Custom extension code rather works with disabled cache, but does it still work with cache enabled? Try to enable cache and test the extension.

Main problems can occur around block caches and full page cache. If you plan to support Magento Enterprise Edition, make sure to test your extension with a Full Page Cache enabled then.

7. Compilation enabled

Make sure to test if your extension works with PHP code compilation enabled.

It could be done in a System -> Tools -> Compilation. First compile your code using “Run Compilation Process” button, then enable use of compiled files and go through your extension features to make sure everything works fine.

If you spot any errors, check require_once statements in your custom code. They are the main cause of problems around code compliation and they are actually not needed in Magento and Zend Framework auto loading.

I don’t debate if compilation should be enabled or not, but for sure it’s good to write an extension which works in both cases.

8. JavaSvript and CSS merging enabled

Enable CSS and JavaScript merging in a System -> Configuration -> Developer and check frontend with error console open eg. Firebug. Make sure that all frontend features still works without throwing warning or error into console. CSS after merging will likely work, however JavaScript merging can break site in some cases.
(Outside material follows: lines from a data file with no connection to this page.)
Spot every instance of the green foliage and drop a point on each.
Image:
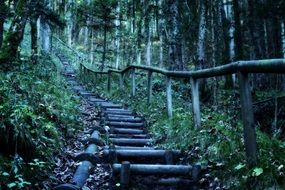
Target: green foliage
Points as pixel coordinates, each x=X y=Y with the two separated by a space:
x=37 y=112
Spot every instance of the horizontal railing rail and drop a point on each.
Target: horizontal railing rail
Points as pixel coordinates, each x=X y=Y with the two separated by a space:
x=253 y=66
x=242 y=68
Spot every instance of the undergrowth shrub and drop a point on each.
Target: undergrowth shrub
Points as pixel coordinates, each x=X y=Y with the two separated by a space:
x=36 y=113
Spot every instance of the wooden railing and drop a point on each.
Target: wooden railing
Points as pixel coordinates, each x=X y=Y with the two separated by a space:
x=242 y=68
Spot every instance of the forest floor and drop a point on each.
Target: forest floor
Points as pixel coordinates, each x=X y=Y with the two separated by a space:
x=65 y=165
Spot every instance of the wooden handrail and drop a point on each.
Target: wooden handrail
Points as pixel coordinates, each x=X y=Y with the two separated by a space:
x=253 y=66
x=242 y=68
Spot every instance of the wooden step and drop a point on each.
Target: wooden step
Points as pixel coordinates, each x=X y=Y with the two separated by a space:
x=130 y=147
x=144 y=153
x=126 y=131
x=139 y=136
x=130 y=142
x=124 y=124
x=151 y=169
x=124 y=119
x=122 y=112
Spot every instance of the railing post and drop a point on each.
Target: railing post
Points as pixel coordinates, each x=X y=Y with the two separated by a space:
x=109 y=81
x=149 y=86
x=84 y=74
x=95 y=77
x=133 y=82
x=80 y=69
x=195 y=102
x=121 y=81
x=248 y=119
x=169 y=97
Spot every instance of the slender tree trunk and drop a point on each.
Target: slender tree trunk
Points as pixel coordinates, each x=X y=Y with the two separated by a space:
x=45 y=35
x=1 y=31
x=160 y=32
x=238 y=40
x=104 y=47
x=201 y=36
x=15 y=34
x=283 y=37
x=118 y=34
x=34 y=39
x=175 y=55
x=226 y=36
x=139 y=33
x=147 y=33
x=266 y=38
x=214 y=49
x=92 y=36
x=2 y=20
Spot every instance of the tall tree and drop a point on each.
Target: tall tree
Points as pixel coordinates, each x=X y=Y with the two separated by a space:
x=15 y=34
x=3 y=15
x=174 y=39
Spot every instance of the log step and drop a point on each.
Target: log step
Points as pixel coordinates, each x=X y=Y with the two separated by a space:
x=120 y=116
x=118 y=112
x=109 y=105
x=173 y=181
x=143 y=153
x=117 y=109
x=128 y=142
x=130 y=147
x=140 y=136
x=95 y=100
x=126 y=131
x=122 y=119
x=150 y=169
x=124 y=124
x=85 y=93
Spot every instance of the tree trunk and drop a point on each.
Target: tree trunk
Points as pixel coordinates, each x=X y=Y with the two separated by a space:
x=147 y=33
x=201 y=36
x=226 y=52
x=15 y=34
x=118 y=34
x=139 y=33
x=283 y=38
x=34 y=39
x=104 y=48
x=175 y=54
x=1 y=31
x=160 y=32
x=45 y=35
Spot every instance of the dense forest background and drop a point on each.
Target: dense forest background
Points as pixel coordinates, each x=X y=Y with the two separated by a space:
x=176 y=35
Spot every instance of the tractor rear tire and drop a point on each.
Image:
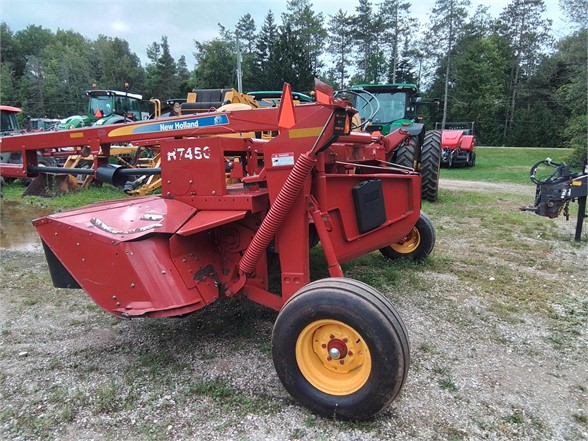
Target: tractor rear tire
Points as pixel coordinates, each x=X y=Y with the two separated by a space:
x=341 y=349
x=430 y=165
x=407 y=153
x=416 y=245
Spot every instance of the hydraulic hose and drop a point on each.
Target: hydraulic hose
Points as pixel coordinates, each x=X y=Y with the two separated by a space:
x=278 y=212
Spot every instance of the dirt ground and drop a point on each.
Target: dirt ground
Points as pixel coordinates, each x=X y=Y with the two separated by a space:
x=499 y=351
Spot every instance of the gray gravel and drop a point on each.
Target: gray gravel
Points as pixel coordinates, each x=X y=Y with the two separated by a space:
x=486 y=365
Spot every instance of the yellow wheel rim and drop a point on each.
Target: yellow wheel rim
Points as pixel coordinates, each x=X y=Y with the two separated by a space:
x=409 y=243
x=333 y=357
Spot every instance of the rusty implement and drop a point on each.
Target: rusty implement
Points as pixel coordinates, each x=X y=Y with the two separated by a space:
x=339 y=346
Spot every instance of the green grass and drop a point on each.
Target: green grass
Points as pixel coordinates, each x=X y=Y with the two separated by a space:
x=14 y=191
x=505 y=164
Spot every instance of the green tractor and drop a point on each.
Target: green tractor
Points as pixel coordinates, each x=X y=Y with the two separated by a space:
x=386 y=107
x=106 y=107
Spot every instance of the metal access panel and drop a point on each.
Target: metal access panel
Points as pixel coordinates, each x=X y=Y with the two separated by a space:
x=370 y=210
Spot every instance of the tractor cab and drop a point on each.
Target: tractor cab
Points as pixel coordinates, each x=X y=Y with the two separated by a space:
x=386 y=107
x=106 y=107
x=112 y=106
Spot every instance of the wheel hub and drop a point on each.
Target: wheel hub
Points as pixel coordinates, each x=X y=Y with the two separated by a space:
x=333 y=357
x=337 y=349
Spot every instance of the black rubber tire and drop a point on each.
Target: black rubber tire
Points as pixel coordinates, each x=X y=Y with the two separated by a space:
x=430 y=165
x=380 y=327
x=425 y=231
x=406 y=154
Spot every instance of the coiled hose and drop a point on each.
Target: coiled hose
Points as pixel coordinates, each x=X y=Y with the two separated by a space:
x=278 y=212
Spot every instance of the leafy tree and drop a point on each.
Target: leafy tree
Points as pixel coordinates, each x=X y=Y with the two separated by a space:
x=113 y=65
x=522 y=23
x=266 y=41
x=340 y=43
x=215 y=64
x=395 y=25
x=364 y=33
x=245 y=29
x=290 y=62
x=576 y=12
x=479 y=84
x=30 y=41
x=572 y=93
x=447 y=25
x=162 y=78
x=184 y=77
x=301 y=20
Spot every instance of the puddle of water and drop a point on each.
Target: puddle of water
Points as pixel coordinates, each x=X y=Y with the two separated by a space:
x=16 y=230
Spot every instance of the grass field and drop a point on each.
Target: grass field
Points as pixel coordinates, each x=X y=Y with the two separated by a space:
x=496 y=317
x=505 y=164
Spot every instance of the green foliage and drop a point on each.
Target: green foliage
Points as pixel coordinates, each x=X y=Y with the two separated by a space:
x=216 y=61
x=496 y=71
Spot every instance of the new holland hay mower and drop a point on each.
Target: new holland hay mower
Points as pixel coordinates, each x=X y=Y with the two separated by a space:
x=338 y=345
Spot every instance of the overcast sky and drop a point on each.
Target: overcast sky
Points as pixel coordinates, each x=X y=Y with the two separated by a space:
x=183 y=21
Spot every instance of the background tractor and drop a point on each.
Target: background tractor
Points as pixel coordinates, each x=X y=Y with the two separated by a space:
x=457 y=143
x=106 y=107
x=386 y=107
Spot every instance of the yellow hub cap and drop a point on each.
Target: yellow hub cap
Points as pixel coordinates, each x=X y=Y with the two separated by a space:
x=409 y=243
x=333 y=357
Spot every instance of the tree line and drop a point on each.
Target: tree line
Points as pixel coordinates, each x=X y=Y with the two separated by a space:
x=509 y=74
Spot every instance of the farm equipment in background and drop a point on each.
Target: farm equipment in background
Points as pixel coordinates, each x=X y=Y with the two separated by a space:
x=9 y=126
x=457 y=143
x=271 y=98
x=385 y=107
x=207 y=100
x=557 y=189
x=106 y=107
x=338 y=345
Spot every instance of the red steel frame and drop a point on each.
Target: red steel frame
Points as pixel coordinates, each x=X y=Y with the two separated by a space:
x=202 y=238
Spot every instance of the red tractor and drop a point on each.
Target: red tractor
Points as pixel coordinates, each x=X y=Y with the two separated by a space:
x=457 y=143
x=338 y=345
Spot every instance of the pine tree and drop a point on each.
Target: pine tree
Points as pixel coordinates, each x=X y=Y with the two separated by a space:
x=340 y=43
x=522 y=24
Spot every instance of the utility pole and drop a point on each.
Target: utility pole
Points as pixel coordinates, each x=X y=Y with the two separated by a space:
x=239 y=71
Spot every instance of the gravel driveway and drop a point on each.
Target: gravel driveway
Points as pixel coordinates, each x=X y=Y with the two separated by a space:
x=499 y=349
Tip: in many cases adding a semicolon at the beginning and at the end of JavaScript file does the trick.

Keep in mind that if merging CSS and JavaScript is enabled in Global configuration scope, all styles and scripts in backend will be merged too. Test backend then as well.

9. Custom backend URL

Magento can be set up to use custom backend URL as well as it can use custom domain for backend. Make sure to test your extension with custom backend URL set what can be done in app/etc/local.xml file. Also test your extension with custom domain used for admin backend what could be set in System -> Configuration -> Advanced -> Admin -> Admin Base URL -> Use Custom Admin URL.
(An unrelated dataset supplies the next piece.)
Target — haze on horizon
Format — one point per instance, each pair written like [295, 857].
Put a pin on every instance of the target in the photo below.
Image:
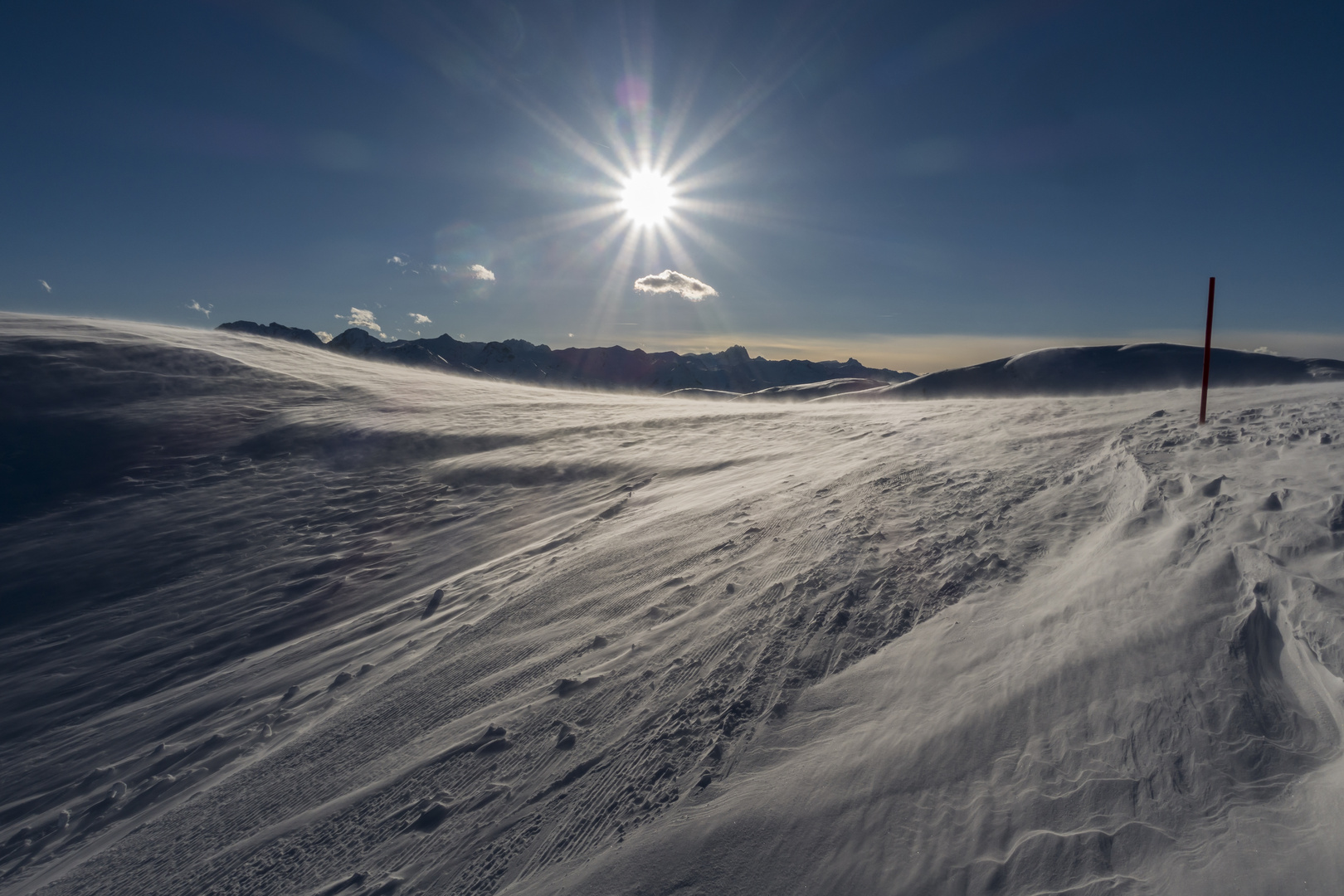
[918, 186]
Also, test extension with enabled adding secret keys to admin backend URLs in System -> Configuration -> Advanced -> Admin -> Security. If you send any links pointing to admin backend pages in email communications, check if they still work with that feature enabled.

10. Different error handling settings

Magento uses E_ALL | E_STRICT error reporting level by default. It means that it will report any warnings, notices or strict notices found in the code. However, many of these problems won’t break Magento application immediately and they could be overlooked if logs are not being watched during development and testing.
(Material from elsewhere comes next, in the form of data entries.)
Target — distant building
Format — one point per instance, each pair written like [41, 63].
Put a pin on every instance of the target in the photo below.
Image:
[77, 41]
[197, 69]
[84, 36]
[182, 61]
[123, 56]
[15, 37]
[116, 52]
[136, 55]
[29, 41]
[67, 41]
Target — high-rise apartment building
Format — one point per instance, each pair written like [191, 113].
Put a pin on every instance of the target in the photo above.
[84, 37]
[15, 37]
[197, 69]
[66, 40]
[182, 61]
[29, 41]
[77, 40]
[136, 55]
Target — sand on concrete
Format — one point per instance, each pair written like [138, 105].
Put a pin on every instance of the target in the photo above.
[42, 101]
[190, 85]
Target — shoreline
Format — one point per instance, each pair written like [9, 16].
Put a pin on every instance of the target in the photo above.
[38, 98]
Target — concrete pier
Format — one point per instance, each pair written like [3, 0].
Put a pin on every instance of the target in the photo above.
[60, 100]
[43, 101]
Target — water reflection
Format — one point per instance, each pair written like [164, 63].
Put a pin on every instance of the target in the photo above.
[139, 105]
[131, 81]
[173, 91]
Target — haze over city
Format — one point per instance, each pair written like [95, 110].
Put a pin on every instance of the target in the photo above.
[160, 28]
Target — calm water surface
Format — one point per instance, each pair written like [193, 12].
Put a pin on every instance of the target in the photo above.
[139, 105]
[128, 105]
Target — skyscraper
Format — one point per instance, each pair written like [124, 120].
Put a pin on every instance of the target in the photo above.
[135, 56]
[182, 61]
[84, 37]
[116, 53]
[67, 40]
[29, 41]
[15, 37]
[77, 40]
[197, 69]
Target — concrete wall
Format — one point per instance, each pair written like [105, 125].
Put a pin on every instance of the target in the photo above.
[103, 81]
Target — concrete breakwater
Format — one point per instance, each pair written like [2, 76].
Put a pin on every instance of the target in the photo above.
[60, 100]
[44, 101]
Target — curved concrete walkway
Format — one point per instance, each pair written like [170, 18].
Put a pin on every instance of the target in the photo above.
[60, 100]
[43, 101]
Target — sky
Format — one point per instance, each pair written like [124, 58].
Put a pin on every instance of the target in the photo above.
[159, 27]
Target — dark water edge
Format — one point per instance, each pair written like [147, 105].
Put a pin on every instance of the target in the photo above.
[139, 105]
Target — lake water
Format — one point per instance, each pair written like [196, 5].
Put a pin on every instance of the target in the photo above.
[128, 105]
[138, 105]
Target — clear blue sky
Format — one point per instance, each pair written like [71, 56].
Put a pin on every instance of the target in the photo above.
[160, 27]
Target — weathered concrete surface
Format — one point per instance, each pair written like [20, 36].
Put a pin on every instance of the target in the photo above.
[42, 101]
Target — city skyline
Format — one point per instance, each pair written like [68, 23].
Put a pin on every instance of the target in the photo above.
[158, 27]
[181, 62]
To avoid that, test your extension with developer mode enabled. To do this, set following constant in .htaccess or domain configuration file:

This will throw exception whenever notice, warning or other error occurs. This makes it harder to overlook such problems.

Note: Just keep in mind that when developer mode is enabled, Magento won’t run SQL upgrade scripts automatically.

Wrap up

In general, try to use your extension from different perspectives. Think what setup people can use. And all these shown above are really common, they are not edge use cases.

From my experience even big Magento extensions providers and companies who provide extensions to integrate with their service missed the above points.

Making sure that your extensions works based on these points will improve quality of your extension and chance that it works on different Magento setups will be much bigger.

What else do you test before you publish your extension?